Hanna Boys Center to continue operating

State officials have suspended license revocation proceedings against Hanna Boys Center. The Catholic residential treatment center in the Sonoma Valley was put on three years of probation, with a host of conditions.|

State licensing officials have granted a reprieve to Hanna Boys Center and will allow the 73-year-old Sonoma Valley treatment facility to continue operating during a three-year probationary agreement negotiated over the past three months and finalized earlier this week.

Wednesday’s announcement marks the suspension of license revocation proceedings begun last December, when the California Department of Social Services’ Community Care Licensing Division made public its intention to yank the institution’s license over sex abuse scandals that came to light earlier last year.

The new agreement lists dozens of facility improvements, increased oversight and training requirements to enhance personal safety and security for the 100 or so at-risk boys enrolled at the residential center.

Revocation of its license has been stayed, and it will have the right to apply for full restoration of its license, absent unanticipated problems during the coming three-year probationary period.

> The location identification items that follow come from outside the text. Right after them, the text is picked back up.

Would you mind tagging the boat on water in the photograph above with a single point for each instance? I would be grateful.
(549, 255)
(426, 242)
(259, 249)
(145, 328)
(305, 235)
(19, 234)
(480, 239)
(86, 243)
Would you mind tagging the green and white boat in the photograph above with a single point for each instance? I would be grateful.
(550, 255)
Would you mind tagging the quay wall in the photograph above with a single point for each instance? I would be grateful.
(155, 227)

“We’re pleased to reach an agreement with Licensing over this issue,” Hanna CEO Brian Farragher said in a news release Wednesday. “I know both organizations share an appreciation of the vital role Hanna has played and continues to play in the lives of the boys and families we serve.”

The Catholic boys center, in operation since 1945, has educated and helped thousands of boys overcome childhood adversity since its inception, including seven alleged to have been the victims of sexual abuse, according to the California Department of Social Services.

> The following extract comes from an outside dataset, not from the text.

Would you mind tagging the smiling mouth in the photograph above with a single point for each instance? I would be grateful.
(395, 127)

The suspected molester, 14-year employee and one-time clinical director Kevin Scott Thorpe, 40, was arrested last June and is in jail awaiting prosecution on 36 criminal counts involving four center clients allegedly abused over a 10-year period.

Three additional victims referenced in state licensing papers have not been included in the criminal case.

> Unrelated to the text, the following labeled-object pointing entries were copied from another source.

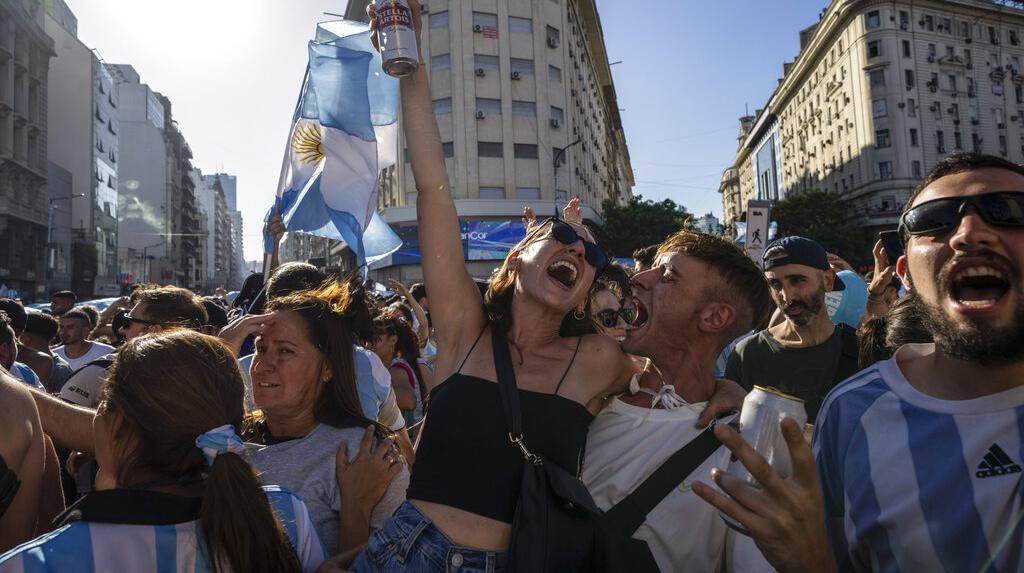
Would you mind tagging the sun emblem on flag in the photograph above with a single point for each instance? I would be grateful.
(307, 144)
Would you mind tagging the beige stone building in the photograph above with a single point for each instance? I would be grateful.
(514, 83)
(879, 93)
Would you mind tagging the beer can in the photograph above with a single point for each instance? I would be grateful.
(399, 54)
(764, 409)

Thorpe, who is accused of regularly molesting boys on campus and during solo outings, has pleaded not guilty. He is scheduled for a preliminary hearing in Sonoma County Superior Court beginning May 3 to determine if there is sufficient evidence to try him in the case.

But under the agreement with the state, his former employer has admitted the allegations against Thorpe are sufficient to justify a disciplinary case against the facility, though the admissions specifically don’t extend to criminal court.

Two of the four who say they were abused have filed civil lawsuits against Thorpe and Hanna. None have been identified publicly because of the nature of the crimes.

In a separate case, regulators allege the center did not take steps to prevent an inappropriate sexual relationship between a 22-year-old female staffer, Angelica Malinski, and a 17-year-old boy on campus.

Chief Development Officer Chris Jones said the nonprofit agency began analyzing protocols improving supervision and taking corrective measures since last spring in an effort to ensure its clients were safe from potential predatory behavior, beginning well before legal action put its license at risk.

“We’re minimizing the opportunity for any kind of safety breach to occur - for them to be in any kind of compromising situation, whether it’s with staff or if it’s with anyone else,” Jones said.

Changes include adding a third staff member to residential cottages of 12 boys, in the event one is out sick or otherwise distracted; putting GPS trackers on all facility cars to ensure there are no deviations from pre-approved plans; interviewing boys after any trip off campus to ensure the outing was uneventful; enhanced training for staffers and for boys at the center so they recognize signs and symptoms of molestation or victim grooming.

Windows and mirrors were also added to ensure full sightlines in all classrooms and clinical offices, “so there’s no place to really hide or be alone with boys.”

“The incidents that have come to light over the past year have shocked and saddened everyone,” Farragher said. “Yet we have learned so much from them, and are confident that our ongoing partnership with Licensing will help us continue to strengthen our operations, reduce the possibility of future incidents and better ensure the safety of the young people entrusted to our care.”